Save As dialogue box for PDF with Option... button circled

For PowerPoint, in the Range section, you’ll have the choice of saving All slides, Current Slide, or Selection. In the Options dialogue box, in the section “Include non-printing information,” make sure “Document structure tags for accessibility” is checked.

Save As PDF Options with checked option for Document structure tags for accessibility

Microsoft PowerPoint

Now let’s discuss additional measures you can take to create accessible PowerPoint presentations.

Use built-in templates and themes

Templates and themes can be used to control the look and layout of slides in the presentation. A template or theme includes colors, fonts, text, backgrounds, and effects that can be applied to each slide. Not all templates and themes are set up to be accessible. A good start to create presentations that can be seen by someone who is visually impaired, is to use a template or theme with a simple background, and with good contrast between the text and background.

Set and check the reading order for slides

Each element on a slide is read by screen readers in the order in which it was added to the slide. Using slide layouts, as explained in the next section, is an easy way to ensure that the reading order is presented in a logical order, and is the same for everyone whether or not they are using assistive technology. You can check the reading order and modify it if necessary, by selecting from the menu: Home->Arrange->Selection Pane.

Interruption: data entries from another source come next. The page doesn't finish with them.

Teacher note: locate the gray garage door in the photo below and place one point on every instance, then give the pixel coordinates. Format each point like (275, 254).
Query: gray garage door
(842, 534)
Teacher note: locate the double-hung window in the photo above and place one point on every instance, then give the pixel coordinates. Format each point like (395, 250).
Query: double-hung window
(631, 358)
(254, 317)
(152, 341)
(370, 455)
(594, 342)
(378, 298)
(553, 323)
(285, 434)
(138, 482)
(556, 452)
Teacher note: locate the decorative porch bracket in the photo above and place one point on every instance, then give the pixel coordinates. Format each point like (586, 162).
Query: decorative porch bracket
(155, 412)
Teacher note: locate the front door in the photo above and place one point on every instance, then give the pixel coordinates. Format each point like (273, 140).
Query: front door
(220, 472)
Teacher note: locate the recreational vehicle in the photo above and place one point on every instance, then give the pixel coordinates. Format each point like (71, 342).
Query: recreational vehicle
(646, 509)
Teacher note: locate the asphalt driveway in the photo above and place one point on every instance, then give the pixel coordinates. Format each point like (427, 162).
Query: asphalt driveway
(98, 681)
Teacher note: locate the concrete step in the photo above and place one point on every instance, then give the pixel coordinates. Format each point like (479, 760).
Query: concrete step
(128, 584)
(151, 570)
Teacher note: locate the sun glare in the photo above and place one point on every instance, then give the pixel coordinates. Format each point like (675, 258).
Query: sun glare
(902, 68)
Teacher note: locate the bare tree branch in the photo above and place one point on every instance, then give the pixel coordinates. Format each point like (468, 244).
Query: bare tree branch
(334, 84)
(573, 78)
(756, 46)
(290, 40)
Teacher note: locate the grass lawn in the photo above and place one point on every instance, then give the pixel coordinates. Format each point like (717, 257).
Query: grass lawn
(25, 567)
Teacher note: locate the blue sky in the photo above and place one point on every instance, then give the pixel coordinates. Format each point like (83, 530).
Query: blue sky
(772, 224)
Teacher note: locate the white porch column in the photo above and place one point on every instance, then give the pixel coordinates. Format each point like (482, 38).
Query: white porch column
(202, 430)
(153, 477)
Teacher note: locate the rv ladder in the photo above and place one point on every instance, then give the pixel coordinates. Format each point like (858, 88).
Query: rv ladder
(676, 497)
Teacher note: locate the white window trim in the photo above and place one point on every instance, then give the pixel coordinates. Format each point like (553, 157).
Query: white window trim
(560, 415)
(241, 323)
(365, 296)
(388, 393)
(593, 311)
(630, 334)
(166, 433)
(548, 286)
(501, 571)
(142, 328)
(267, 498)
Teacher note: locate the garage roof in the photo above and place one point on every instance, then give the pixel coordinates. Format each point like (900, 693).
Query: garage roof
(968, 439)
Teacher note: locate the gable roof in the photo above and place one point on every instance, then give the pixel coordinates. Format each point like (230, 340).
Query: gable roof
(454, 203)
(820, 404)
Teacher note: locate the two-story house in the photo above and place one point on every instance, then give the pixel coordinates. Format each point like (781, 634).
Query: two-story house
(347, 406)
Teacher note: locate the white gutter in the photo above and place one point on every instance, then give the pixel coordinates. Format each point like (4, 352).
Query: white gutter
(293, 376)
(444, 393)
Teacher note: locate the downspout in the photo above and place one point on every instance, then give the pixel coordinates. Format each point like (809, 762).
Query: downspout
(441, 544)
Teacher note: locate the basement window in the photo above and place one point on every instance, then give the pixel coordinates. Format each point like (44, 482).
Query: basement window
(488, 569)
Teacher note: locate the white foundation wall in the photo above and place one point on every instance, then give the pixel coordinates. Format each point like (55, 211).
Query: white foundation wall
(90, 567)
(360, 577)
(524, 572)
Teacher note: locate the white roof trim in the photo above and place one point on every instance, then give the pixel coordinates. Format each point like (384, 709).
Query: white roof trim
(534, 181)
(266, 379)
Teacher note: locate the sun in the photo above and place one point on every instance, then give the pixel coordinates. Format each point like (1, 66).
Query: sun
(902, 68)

Menu for Arrange - Select - Selection...

The Selection Pane lists all of the elements in the slide, with the bottom element as the first in the reading order, and the top element as the last.

Slide Selection pane listing slide elements

Click and drag elements to rearrange them, or use the up and down arrow buttons. Click on the eye icon next to an element to hide or unhide that element. This is particularly useful for when you want to hide a slide title.

Slide Selection pane showing slide elements with title element hidden

Use Slide Layouts

A slide layout is a blueprint for a slide. Slide layouts determine what type of content can be on a slide, and where it is positioned on the slide. Some common layouts are for slides with: a title only, placeholders for multimedia and charts, and text and content separated into two columns.

Assign unique, descriptive slide titles

Screen readers generate a list of slide titles that users can read through, which allows them to go directly to a slide of interest. Using unique, descriptive titles avoids confusion as to what slide a user is viewing. If a slide is continued onto the next slide, it can be helpful to use titles such as “Title 1 of 2,” or “Title (continued).” Make sure every slide is given a title. If you need to hide the title for a slide, for example, to save space on a slide, you can do so by using the Selection Pane as explained in the “Set and check the reading order for slides” section above.

Provide captions, transcriptions for video and audio

All videos included in a presentation need to be captioned. If a video is added in the form of a link to its location on a website, such as YouTube, then captioning should be provided on the hosting site. Video content that is directly inserted locally from a file on your computer should be captioned and given a transcript, which can be added in the slide’s Notes section. Similarly, transcripts or captions should be provided for slides including audio-only content. For information on adding captions to video and audio, visit Microsoft’s page: Add closed captions or subtitles to media in PowerPoint.

Add voiceover narration

Consider adding voiceover narration to your presentation. Use the Notes section to add the transcript for each slide’s audio and be sure to make it verbatim so that assistive technology users access the same information as everyone else. If your narration consists only of reading the text of each slide and nothing more, then you probably do not need a transcript.

Periodically check your documents for accessibility

As mentioned in Part 1, accessibility is not a one-time fix. Accessibility can be affected by updates in the document and changes in software and assistive technology. Check your documents periodically along with your course to maintain accessibility.